Lead time
What is lead time?
Lead time in software engineering is defined as the average time it takes for a feature or a piece of code to move from conception to being deployed in production. This metric starts from the moment a new feature request is made or a project is initiated, and it ends when the product or feature is fully operational and available to end-users. To calculate lead time, you measure the time between the initial concept for a feature and its deployment. You then average this time over multiple features or projects to get a sense of how long it typically takes for your engineering team to deliver updates to production.
Why is lead time important?
Predictability. Establishing predictable lead times can significantly enhance the planning and reliability of software development processes. Teams that can accurately forecast how long it will take to deliver features are better equipped to set realistic timelines and manage stakeholder expectations. This predictability helps in aligning project timelines with business objectives, ensuring that product launches and updates roll out as planned.
Efficiency. Shorter lead times are often indicative of a more efficient development process. By tracking and optimizing lead time, organizations can identify bottlenecks and inefficiencies within their development pipeline. This enables continuous improvement in processes, which can lead to faster turnaround times for feature development and deployment, ultimately contributing to a competitive advantage in the market.

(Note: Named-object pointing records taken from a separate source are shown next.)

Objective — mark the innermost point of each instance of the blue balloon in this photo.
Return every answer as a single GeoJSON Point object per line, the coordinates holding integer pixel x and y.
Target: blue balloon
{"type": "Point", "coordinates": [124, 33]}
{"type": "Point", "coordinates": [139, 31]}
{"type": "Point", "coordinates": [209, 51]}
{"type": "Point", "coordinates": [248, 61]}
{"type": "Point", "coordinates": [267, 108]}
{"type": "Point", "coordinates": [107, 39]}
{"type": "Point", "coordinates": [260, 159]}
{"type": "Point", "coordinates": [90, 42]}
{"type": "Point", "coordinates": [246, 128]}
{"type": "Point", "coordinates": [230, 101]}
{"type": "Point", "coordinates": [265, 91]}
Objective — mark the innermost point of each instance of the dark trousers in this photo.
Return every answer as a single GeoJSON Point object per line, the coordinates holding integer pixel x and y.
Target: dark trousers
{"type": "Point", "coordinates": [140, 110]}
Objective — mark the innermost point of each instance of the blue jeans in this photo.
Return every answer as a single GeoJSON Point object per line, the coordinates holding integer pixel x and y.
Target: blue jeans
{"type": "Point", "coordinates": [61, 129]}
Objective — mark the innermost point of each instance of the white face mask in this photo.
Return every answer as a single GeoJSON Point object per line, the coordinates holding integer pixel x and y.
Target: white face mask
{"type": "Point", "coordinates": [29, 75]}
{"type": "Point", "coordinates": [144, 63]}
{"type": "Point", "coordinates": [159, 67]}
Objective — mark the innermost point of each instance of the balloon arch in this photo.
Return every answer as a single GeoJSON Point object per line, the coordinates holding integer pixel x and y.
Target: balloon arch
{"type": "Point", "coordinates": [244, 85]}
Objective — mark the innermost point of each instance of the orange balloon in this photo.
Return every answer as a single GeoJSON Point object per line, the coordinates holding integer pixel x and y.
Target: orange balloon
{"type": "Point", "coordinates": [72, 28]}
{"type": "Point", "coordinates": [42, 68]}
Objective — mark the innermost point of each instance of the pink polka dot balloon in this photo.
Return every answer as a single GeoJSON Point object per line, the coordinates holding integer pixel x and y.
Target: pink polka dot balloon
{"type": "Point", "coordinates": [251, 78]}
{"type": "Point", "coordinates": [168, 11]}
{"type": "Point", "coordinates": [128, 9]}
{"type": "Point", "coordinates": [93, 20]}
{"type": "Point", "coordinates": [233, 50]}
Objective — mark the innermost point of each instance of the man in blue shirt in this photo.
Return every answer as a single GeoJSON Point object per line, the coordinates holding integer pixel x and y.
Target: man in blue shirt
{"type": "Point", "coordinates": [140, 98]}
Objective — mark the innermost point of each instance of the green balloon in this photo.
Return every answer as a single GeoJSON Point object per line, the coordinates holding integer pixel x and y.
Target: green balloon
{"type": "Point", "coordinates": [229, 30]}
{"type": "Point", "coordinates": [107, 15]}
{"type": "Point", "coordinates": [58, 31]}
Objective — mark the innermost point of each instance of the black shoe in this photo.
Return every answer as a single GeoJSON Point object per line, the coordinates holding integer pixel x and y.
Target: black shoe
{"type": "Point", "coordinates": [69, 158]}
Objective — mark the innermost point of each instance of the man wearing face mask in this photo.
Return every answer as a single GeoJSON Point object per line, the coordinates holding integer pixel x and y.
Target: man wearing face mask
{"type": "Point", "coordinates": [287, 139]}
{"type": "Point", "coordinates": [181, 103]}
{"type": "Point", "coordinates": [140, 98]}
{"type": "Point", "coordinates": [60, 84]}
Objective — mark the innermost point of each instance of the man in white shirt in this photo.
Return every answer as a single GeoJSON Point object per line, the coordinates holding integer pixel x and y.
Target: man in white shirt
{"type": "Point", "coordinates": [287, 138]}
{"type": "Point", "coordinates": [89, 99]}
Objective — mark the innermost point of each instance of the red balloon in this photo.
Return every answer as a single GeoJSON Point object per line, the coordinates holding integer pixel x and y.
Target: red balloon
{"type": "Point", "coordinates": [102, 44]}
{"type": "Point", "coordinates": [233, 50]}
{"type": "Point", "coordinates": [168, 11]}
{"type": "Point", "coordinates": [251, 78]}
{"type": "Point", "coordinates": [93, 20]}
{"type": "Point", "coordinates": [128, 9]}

Customer Satisfaction. Reducing lead time can have a direct impact on customer satisfaction. In today’s fast-paced market, users expect quick updates and new features that address their needs. Organizations that can deliver these rapidly are more likely to retain existing customers and attract new ones. Faster lead times mean quicker responses to market changes and customer demands, enhancing the overall user experience.

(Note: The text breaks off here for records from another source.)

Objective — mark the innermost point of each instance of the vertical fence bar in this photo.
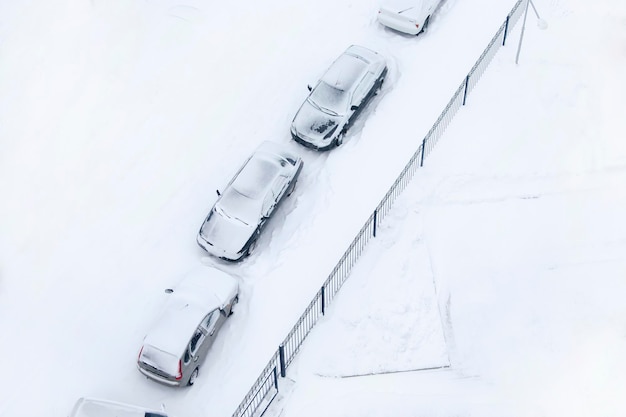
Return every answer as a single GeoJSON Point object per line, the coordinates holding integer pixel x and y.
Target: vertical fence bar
{"type": "Point", "coordinates": [375, 215]}
{"type": "Point", "coordinates": [281, 356]}
{"type": "Point", "coordinates": [465, 92]}
{"type": "Point", "coordinates": [275, 379]}
{"type": "Point", "coordinates": [506, 30]}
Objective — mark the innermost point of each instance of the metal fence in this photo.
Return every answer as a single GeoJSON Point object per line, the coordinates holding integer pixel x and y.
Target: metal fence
{"type": "Point", "coordinates": [262, 392]}
{"type": "Point", "coordinates": [266, 386]}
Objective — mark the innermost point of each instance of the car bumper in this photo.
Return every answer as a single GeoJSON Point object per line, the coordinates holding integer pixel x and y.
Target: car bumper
{"type": "Point", "coordinates": [323, 146]}
{"type": "Point", "coordinates": [398, 23]}
{"type": "Point", "coordinates": [158, 378]}
{"type": "Point", "coordinates": [212, 250]}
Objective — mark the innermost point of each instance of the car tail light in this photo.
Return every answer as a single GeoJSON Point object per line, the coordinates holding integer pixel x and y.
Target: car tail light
{"type": "Point", "coordinates": [179, 375]}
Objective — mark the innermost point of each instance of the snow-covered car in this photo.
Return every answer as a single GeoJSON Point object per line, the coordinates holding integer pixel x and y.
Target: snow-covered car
{"type": "Point", "coordinates": [407, 16]}
{"type": "Point", "coordinates": [338, 97]}
{"type": "Point", "coordinates": [233, 225]}
{"type": "Point", "coordinates": [91, 407]}
{"type": "Point", "coordinates": [180, 339]}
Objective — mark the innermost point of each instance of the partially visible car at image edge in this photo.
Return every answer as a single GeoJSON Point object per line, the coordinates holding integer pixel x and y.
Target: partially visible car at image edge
{"type": "Point", "coordinates": [337, 99]}
{"type": "Point", "coordinates": [180, 339]}
{"type": "Point", "coordinates": [407, 16]}
{"type": "Point", "coordinates": [91, 407]}
{"type": "Point", "coordinates": [234, 224]}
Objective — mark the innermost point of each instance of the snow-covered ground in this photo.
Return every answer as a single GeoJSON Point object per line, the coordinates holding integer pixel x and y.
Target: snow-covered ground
{"type": "Point", "coordinates": [118, 121]}
{"type": "Point", "coordinates": [517, 223]}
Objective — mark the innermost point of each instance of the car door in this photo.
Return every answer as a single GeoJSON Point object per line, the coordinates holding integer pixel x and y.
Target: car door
{"type": "Point", "coordinates": [360, 96]}
{"type": "Point", "coordinates": [210, 326]}
{"type": "Point", "coordinates": [278, 188]}
{"type": "Point", "coordinates": [193, 356]}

What are the limitations of lead time?
Does not measure quality. Lead time focuses on the duration from development start to product delivery, but it does not account for the quality of the output. A short lead time could result in poor-quality releases if not balanced with effective quality assurance practices. This could lead to higher bug rates, customer dissatisfaction, and increased costs related to fixing defects post-deployment.
Varies with complexity. Lead time can vary greatly depending on the complexity and scale of the project. Larger or more complex features naturally require more time to develop and test, which can skew the average lead time if not segmented or analyzed correctly. This makes it difficult to compare lead times across different teams or projects without considering the nature of the work involved.

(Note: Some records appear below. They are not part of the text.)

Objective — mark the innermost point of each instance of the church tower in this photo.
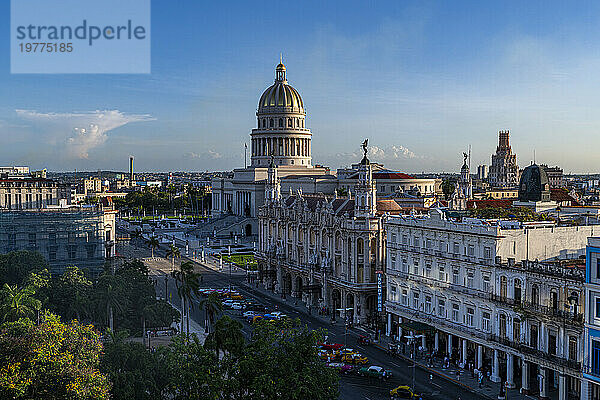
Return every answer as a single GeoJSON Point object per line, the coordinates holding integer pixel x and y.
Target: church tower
{"type": "Point", "coordinates": [365, 202]}
{"type": "Point", "coordinates": [273, 185]}
{"type": "Point", "coordinates": [463, 190]}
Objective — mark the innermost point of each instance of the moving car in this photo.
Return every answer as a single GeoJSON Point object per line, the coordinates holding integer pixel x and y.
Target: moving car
{"type": "Point", "coordinates": [404, 392]}
{"type": "Point", "coordinates": [362, 339]}
{"type": "Point", "coordinates": [341, 367]}
{"type": "Point", "coordinates": [331, 346]}
{"type": "Point", "coordinates": [250, 314]}
{"type": "Point", "coordinates": [354, 358]}
{"type": "Point", "coordinates": [276, 315]}
{"type": "Point", "coordinates": [375, 371]}
{"type": "Point", "coordinates": [326, 356]}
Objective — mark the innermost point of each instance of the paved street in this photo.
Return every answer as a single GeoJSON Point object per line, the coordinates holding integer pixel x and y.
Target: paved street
{"type": "Point", "coordinates": [352, 386]}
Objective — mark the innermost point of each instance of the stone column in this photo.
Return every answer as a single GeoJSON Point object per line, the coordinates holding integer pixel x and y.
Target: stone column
{"type": "Point", "coordinates": [585, 390]}
{"type": "Point", "coordinates": [562, 387]}
{"type": "Point", "coordinates": [355, 316]}
{"type": "Point", "coordinates": [525, 377]}
{"type": "Point", "coordinates": [279, 288]}
{"type": "Point", "coordinates": [495, 367]}
{"type": "Point", "coordinates": [543, 382]}
{"type": "Point", "coordinates": [510, 371]}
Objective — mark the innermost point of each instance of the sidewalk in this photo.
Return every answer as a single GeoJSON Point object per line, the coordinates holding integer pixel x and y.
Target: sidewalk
{"type": "Point", "coordinates": [489, 390]}
{"type": "Point", "coordinates": [458, 376]}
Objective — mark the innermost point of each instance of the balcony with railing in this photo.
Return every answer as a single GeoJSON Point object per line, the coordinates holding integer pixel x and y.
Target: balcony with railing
{"type": "Point", "coordinates": [563, 316]}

External dependencies. Lead time is often influenced by factors outside the control of the development team, such as third-party integrations, hardware deliveries, or external approval processes. These dependencies can introduce delays that do not necessarily reflect the efficiency or capability of the engineering team, yet adversely affect the lead time metric.
Metrics related to lead time
Cycle time. Cycle time is closely related to lead time and represents the time it takes to complete work on a feature or task once it actually begins. It excludes the time spent in backlog or waiting for approval. Understanding both lead time and cycle time helps organizations identify where delays occur—whether in the initial stages before development begins or during the development process itself.
Deployment frequency. This metric indicates how often an organization successfully releases to production. High deployment frequency often correlates with shorter lead times, as it suggests that an organization is capable of developing, testing, and deploying smaller batches of changes more quickly and efficiently.
Change failure rate. While focusing on improving lead time, it’s important to monitor the change failure rate, which measures the percentage of deployments causing a failure in production. This metric is essential for ensuring that efforts to reduce lead time do not compromise the quality of the software being delivered. It helps balance the speed of delivery with reliability, providing a more holistic view of the development process efficiency.